A las dos horas Reacher se levantó y dejó los periódicos en una mesa. Salió a la puerta y miró al exterior. El sol brillante, el cielo azul, poca contaminación. Una suave brisa movía los árboles exóticos. Los coches pasaban, lentos y relucientes. Un día precioso. El vigésimo cuarto día que Calvin Franz no había podido ver. Casi cuatro semanas. Lo mismo para Tony Swan, Jorge Sánchez y Manuel Orozco al parecer.
«Ahora son muertos que caminan. No tiráis a mis amigos de un helicóptero y vivís para contarlo».
Reacher salió. Durante unos segundos, se expuso bien a la vista, como si esperase los disparos de un francotirador. Desde luego habían tenido tiempo de sobras para colocar equipos de asalto en posiciones estratégicas. Pero la acera estaba tranquila. No había vehículos aparcados. Ninguna camioneta de floristería. Ningún falso operario de la telefónica. Ninguna vigilancia. Dobló a la izquierda por Sunset. De nuevo a la izquierda por Laurel Canyon Boulevard. Caminó sin prisas y se mantuvo cerca de los árboles y los setos. Dobló a la izquierda una vez más por la sinuosa carretera que pasaba por detrás del hotel.
El Crown Victoria marrón estaba delante.
Estaba aparcado en la acera opuesta, solo, aislado, a seis metros de distancia. Quieto, inerte, el motor apagado. Tal como O’Donnell había dicho, la ventanilla delantera del pasajero estaba tapada con una bolsa de basura negra.

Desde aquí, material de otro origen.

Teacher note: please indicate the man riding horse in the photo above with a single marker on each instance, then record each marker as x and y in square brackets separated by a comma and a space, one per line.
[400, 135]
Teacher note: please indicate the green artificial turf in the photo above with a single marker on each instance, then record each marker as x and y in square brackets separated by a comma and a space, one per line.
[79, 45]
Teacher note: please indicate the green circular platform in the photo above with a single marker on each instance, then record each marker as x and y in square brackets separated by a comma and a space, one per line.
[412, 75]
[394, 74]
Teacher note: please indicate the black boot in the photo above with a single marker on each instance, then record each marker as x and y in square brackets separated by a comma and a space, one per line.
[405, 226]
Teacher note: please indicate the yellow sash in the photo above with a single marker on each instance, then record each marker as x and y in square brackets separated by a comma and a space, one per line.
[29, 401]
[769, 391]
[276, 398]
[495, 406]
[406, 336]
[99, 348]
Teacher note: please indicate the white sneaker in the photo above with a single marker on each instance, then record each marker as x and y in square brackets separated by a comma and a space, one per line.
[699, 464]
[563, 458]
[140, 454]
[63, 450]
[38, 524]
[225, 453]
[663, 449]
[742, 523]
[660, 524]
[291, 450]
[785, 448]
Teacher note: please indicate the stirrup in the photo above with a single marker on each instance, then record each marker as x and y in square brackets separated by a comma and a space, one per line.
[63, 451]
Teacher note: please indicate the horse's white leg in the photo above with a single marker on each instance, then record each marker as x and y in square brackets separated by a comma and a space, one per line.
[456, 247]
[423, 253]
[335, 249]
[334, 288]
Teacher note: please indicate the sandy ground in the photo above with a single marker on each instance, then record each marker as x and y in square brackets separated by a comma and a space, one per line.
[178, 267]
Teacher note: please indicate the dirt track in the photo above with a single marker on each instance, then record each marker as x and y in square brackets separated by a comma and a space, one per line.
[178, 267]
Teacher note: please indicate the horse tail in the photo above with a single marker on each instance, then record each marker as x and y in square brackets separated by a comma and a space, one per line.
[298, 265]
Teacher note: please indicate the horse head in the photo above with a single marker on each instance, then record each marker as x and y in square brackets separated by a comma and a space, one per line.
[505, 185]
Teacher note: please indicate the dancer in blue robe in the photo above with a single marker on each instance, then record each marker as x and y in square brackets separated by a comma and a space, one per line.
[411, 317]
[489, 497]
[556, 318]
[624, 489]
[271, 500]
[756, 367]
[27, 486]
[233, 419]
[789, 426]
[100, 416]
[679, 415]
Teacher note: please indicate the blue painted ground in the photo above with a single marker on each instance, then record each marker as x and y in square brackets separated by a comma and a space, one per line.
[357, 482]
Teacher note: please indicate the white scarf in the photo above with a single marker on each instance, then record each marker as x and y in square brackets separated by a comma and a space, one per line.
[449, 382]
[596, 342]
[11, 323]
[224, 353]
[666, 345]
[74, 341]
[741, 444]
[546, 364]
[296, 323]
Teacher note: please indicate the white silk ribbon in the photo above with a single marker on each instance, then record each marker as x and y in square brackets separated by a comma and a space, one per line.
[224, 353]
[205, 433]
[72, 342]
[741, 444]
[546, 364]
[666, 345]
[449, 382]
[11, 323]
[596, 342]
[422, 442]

El conductor estaba al volante. Sentado allí. Sin moverse, excepto por los giros de cabeza. Espejo retrovisor, delante, espejo de la puerta. El tipo seguía un ritmo. Hipnótico. Retrovisor, delante, espejo de la puerta. Reacher vio el destello de una tablilla de aluminio colocada en la nariz.
El coche parecía frío, como si no se hubiese movido durante muchas horas.
El tipo estaba solo; esperaba y miraba, eso es todo.
¿Pero por qué?
Reacher dio media vuelta y volvió por donde había venido. Llegó al vestíbulo y se sentó en la misma butaca. La semilla de una nueva teoría comenzó a germinar en su mente.
«Me llamó su esposa», había dicho Neagley.
«¿Te pidió que hicieses algo?».
«Nada —había respondido Neagley—. Solo me lo comunicó».
«Solo me lo comunicó».
Después: Charlie abriendo la puerta. Reacher le preguntó: «¿Ya te dejan abrir la puerta a ti solo?». El niño respondió: «Sí, me dejan».
Después: «Charlie, tendrías que salir a jugar».
Después: «Creo que hay algo que no nos está diciendo».
«El coste de hacer negocios».
Reacher continuó sentado en la butaca del vestíbulo del Chateau Marmont sumido en sus pensamientos, a la espera de ver si había acertado o errado en sus suposiciones en función de quién entrase primero por la puerta: su vieja unidad o un grupo de polis del condado de Los Ángeles muy cabreados.